Vincono gli sbadigli tra Pescara e Novara: all'"Adriatico" è 0-0

Finisce con un pareggio a reti bianche l'anticipo tra Pescara e Novara, risultato fotocopia della partita di andata. Anche l'andamento del match è stato simile, con la squadra padrona di casa a meritare qualcosa di più: il Pescara si è reso infatti più pericoloso, soprattutto con Maniero che ha colpito anche un palo esterno. Continua il momento poco esaltante dei biancoazzurri (tre punti nelle ultime cinque partite), mentre per la compagine del presidente De Salvo è solo il secondo punto esterno del 2014 che consente di portarsi a +4 sul Cittadella e +5 sul Padova in attesa delle partite di domani.
Le formazioni Cosmi (squalificato) rilancia Maniero unica punta supportato da Ragusa e Caprari, gli esterni di centrocampo sono l'ex Salviato e Balzano con Brugman e Zuparic centrali; in difesa rientra Bocchetti. Aglietti conferma il 3-5-2 che ha ottenuto i tre punti contro il Trapani con la sola variazione di Potouridis al posto di Ludi squalificato; fiducia alla coppia Manconi-Sansovini, il grande ex di questa partita.
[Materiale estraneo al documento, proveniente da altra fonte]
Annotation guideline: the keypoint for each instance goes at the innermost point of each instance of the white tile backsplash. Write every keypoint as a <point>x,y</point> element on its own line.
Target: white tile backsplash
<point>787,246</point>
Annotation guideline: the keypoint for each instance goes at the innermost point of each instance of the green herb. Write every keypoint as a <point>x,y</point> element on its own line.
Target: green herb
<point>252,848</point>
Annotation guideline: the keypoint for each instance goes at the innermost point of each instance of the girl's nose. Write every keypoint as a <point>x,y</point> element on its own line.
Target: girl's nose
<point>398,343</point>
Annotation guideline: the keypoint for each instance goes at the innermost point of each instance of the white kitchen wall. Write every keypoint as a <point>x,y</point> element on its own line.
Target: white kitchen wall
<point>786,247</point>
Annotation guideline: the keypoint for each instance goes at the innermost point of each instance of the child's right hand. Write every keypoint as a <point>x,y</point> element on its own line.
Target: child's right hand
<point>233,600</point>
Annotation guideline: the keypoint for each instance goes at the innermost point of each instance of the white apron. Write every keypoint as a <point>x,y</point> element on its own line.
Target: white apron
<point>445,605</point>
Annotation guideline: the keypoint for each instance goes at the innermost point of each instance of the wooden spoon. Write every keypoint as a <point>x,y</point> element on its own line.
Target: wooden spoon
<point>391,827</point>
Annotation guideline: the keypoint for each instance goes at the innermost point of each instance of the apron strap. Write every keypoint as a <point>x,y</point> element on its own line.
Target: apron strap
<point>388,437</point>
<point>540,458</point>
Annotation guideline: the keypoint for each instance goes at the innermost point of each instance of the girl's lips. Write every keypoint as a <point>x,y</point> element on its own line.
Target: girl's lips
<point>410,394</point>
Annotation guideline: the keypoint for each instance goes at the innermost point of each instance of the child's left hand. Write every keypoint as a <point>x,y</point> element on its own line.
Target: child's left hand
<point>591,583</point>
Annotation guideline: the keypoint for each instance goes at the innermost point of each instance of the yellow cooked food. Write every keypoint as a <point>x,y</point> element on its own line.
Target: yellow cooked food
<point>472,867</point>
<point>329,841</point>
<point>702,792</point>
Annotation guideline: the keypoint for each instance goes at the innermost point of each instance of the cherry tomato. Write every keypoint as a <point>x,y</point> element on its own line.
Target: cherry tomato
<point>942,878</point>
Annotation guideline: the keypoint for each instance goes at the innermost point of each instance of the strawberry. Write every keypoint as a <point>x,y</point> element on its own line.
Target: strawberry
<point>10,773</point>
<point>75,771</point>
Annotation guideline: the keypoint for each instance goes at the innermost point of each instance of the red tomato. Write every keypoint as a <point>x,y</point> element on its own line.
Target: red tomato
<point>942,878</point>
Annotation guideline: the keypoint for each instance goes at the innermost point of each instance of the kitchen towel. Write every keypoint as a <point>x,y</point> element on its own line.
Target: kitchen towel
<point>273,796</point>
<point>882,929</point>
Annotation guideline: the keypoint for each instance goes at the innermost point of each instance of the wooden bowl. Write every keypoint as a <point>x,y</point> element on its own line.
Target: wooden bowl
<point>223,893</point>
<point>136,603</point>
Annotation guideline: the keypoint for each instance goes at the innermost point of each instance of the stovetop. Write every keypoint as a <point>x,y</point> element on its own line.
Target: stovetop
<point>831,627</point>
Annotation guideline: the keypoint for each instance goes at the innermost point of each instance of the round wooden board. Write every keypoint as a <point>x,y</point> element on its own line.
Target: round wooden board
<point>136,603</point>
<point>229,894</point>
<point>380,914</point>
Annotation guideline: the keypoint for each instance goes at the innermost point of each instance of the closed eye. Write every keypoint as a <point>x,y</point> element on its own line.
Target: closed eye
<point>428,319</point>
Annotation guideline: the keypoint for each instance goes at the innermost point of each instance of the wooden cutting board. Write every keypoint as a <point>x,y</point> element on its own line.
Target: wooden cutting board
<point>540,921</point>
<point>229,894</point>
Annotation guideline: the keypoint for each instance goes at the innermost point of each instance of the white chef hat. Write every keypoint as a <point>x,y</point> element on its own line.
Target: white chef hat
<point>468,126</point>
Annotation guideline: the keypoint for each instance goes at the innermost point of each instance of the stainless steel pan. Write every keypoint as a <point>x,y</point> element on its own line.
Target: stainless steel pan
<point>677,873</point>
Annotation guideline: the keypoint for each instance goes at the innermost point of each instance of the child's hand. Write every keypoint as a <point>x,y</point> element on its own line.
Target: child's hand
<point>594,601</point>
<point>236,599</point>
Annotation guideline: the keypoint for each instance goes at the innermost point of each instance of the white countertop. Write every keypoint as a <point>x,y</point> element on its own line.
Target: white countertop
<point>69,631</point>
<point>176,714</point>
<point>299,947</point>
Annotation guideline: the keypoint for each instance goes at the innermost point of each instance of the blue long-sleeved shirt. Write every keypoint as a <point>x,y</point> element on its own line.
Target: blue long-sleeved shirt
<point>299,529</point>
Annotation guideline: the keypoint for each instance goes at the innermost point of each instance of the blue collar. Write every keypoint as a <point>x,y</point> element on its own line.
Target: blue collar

Clima festivo La bella giornata e il caldo sembrano aver anestetizzato le due formazioni che danno vita a una prima frazione che certo non verrà ricordata dagli spettatori dell'"Adriatico". Per vedere il primo tiro nello specchio della porta bisogna aspettare il 23', quando un colpo di testa di Maniero su cross di Salviato viene salvato da Kosicky in tuffo, mentre al 29' lo stesso Salviato arriva un attimo in ritardo su cross di Balzano. Il Novara si fa vedere al 38' con un tiro sbilenco di Crescenzi, mentre ben più pericoloso è Sansovini che al 41' si libera con astuzia di Bocchetti, ma calcia addosso a Pelizzoli.
Nulla cambia La ripresa offre maggiori emozioni rispetto al primo tempo (non che ci volesse molto...) e i padroni di casa ci provano al 5' con un destro di Caprari bloccato da Kosicky e all'11' con Maniero che si libera di Perticone e Vicari, ma calcia sull'estremo ospite, ancora una volta attento. Poi si rendono pericolosi gli ex, prima Salviato al 16' con un sinistro a giro che sfiora la traversa, un minuto più tardi Sansovini su punizione, anch'essa alta. L'occasione più grossa per il Pescara arriva al 24', quando Maniero, su imbeccata di Balzano, coglie il palo esterno. Palazzi, espulso per proteste reclamando un presunto rigore, le prova tutte inserendo Mascara e Cutolo, ma è ancora Maniero, il più combattivo dei suoi, a sfiorare il vantaggio con un colpo di testa che sfiora la traversa al 40'. Finisce tra i fischi del pubblico presente che si attendeva qualcosa di più da due squadre date tra le favorite a inizio stagione e che sono invece nella parte destra della classifica.
PESCARA-NOVARA 0-0
Pescara (3-4-2-1): Pelizzoli; Zauri, Bocchetti, Capuano; Salviato, Brugman (27'st Mascara), Zuparic (1'st Nielsen), Balzano; Ragusa, Caprari (37'st Cutolo); Maniero. A disposizione: Svedkauskas, Politano, Di Francesco, Rossi, Sforzini, Karkalis. All.: Palazzi (Cosmi squalificato).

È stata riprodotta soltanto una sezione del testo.